Genellikle birbirleriyle kovalent bağlar oluşturan atomlar, atomun metan oluşturan karbon ve hidrojen gibi elektronları çekme eğilimini ifade eden benzer elektronegatifliğe sahiptir. İyonik bağların aksine elektronegativitelerin sofra tuzu oluşturmak için bir araya getirdiği sodyum ve klor ile olduğu gibi çok farklı olduğu yerlerde. Bunlar aslında elektronegatiflikteki, kutupsal moleküllerin oluşumuna neden olan önemli ancak daha az farkları olan bir süreklilik üzerinde bulunmaktadır.
Atomlar arasındaki bağların çoğu en azından biraz kovalenttir. Tamamen kovalent bağlar, aynı elemanın sadece iki veya daha fazla atomunu içeren moleküllerde bulunur. Örnekler arasında oksijen, azot, hidrojen ve klor gazları bulunur.

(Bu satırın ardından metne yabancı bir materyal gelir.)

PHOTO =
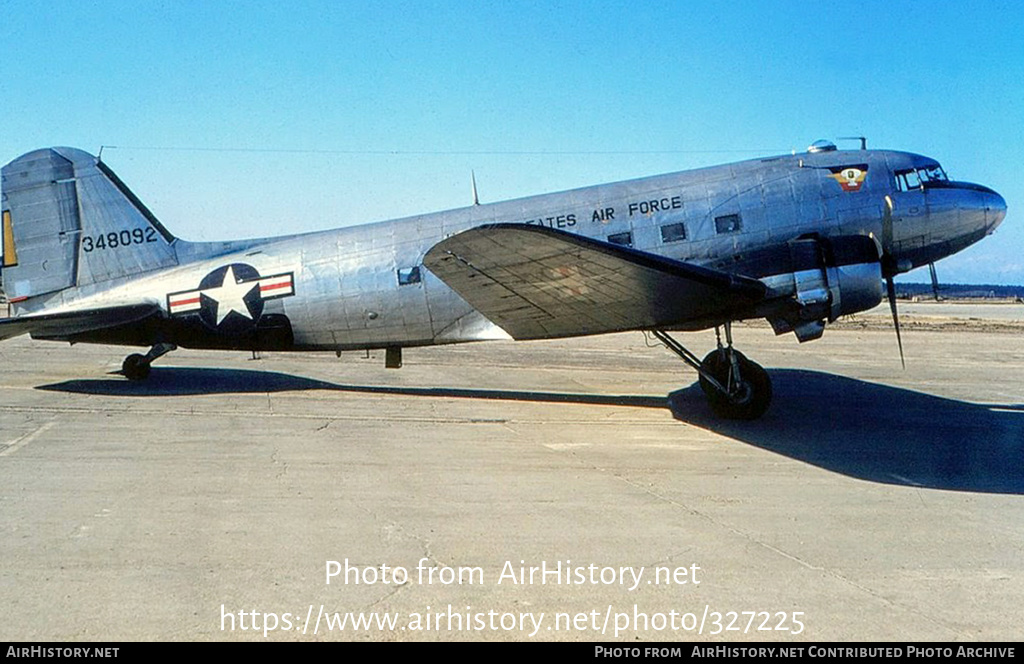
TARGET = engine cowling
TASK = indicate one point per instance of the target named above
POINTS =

Moleküller yalnızca atomlar arasındaki bağların kovalent karaktere sahip olduğu durumlarda mevcuttur, bu, elektronların molekülün üye elementleri tarafından en azından kısmen paylaşıldığı anlamına gelir. Sofra tuzunda olduğu gibi tamamen iyonik bağlarda, iyonlar arasındaki bağın tamamen ters yüke dayandığı ve saf bir tuz kristalindeki her sodyum iyonunun kristal kafesinde onu saran her klorür iyonu ile eşdeğer bir bağ paylaştığı söylenebilir. Eğer böyle bir iyonik bileşik bir molekül olarak görülmüşse, aslında tüm tuz kristalinin büyüklüğü olacaktır.